One thing that united everyone in the room and that unites almost everyone in Iraqi Kurdistan is the Kurdish-speaking population’s long struggle for autonomy. The pesh merga or “those who die together” armed militias continue to dominate Kurdistan today after having fought for decades as guerrilla groups against various Iraqi governments based in Baghdad. Among the movement’s most revered events is the “intifada” or attempted “shaking off” of Saddam Hussein’s regime in 1991 after the Gulf War. Thousands were killed and far more became refugees after the attempted overthrow failed.

Just blocks from the conference site is a statute of Gad Gross, a young German-Romanian photojournalist working for Newsweek who was killed in Kirkuk during the uprisings. I was one of the journalists who had been traveling with Gad when he was killed, I told the group of Kurdish journalists and officials. We were embedded with Iraqi pesh merga. French photojournalist, Alain Buu and I were later captured and ended up spending 18 days in captivity, most of it in what I believe was Abu Ghraib.

Your struggle, I told the group, is something I’ve witnesses firsthand. It’s what unites you and it’s part of your fabric as a people.

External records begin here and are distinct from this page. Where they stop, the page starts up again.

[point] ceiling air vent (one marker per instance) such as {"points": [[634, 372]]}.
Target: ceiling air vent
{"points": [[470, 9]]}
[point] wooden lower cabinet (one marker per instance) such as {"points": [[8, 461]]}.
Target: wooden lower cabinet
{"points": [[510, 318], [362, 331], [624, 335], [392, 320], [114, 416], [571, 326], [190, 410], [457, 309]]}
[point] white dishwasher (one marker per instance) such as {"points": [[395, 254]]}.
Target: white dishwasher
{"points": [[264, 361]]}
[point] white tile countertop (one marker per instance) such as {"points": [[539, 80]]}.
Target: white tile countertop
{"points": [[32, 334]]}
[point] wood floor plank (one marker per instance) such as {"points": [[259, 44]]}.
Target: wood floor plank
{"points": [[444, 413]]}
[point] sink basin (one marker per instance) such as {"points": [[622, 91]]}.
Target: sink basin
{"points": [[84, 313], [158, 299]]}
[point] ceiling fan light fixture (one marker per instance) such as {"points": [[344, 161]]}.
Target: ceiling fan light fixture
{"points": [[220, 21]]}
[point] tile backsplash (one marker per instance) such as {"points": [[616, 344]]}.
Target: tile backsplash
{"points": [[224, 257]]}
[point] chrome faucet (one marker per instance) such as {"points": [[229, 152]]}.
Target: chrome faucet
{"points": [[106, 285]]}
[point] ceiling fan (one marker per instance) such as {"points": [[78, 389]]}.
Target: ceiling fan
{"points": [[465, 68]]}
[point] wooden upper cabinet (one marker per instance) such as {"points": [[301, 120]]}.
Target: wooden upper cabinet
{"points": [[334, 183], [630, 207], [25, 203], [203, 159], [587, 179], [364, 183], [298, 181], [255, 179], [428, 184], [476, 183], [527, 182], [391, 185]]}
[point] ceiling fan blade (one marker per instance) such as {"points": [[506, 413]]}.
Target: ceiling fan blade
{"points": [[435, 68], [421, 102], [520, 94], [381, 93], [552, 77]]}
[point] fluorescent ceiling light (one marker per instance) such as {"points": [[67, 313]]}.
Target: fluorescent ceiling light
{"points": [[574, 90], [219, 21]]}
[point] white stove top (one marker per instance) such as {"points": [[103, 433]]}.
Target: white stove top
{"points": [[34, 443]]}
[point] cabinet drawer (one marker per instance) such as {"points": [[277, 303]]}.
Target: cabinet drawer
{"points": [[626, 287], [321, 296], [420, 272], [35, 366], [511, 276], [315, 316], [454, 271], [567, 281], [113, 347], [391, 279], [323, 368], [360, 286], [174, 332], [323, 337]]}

But recently, Kurdish police and security forces have been clashing with Kurdish people protesting grievances over public services, health care, and alleged corruption in the region’s two main political parties, each of which has its own force of pesh merga. The same security forces have also been attacking journalists who have been covering the protests.

The audience discussion was off the record. But it is no secret that police here fail to distinguish between protesters and reporters, as security forces have unleashed batons and water cannons against all. Some journalists have been seen throwing rocks at police, too, observers on both sides of the issue told me. Police and other security personnel complain that journalists have widely reported on the civilians as well as journalists who have been injured, but not about the many police and security officers who have been injured as well.

Earlier today, in Sulaymaniyah, I witnessed a ceremony at Livin magazine where journalists and others–including a recently imprisoned and tortured Kurdish intellectual, still sporting one black eye–were honored with awards given in the name of a Kurdish investigative journalist. Soran Mama Hama was murdered by unidentified gunmen in July 2008 in Kirkuk.

He had previously received death threats, and filed complaints about them to the Kurdistan Journalists Syndicate. His murder came after he wrote a story in Livin alleging that police and security forces were complicit in a prostitution ring in Kirkuk. At a packed ceremony today inside Livin‘s small offices, one speaker focused his remarks on the pesh merga. You are a force of the people, he said. So now why are you attacking your own people?

Gad Gross was killed just north of Kirkuk after he and Kurdish pesh merga Bakhtiar Abdl al-Rahman were found hiding in a small concrete building where together they took cover during the previous day’s battle. They were executed back-to-back 20 years ago, on the morning of March 29. Back in 1991 that day, as today, happened to be Good Friday.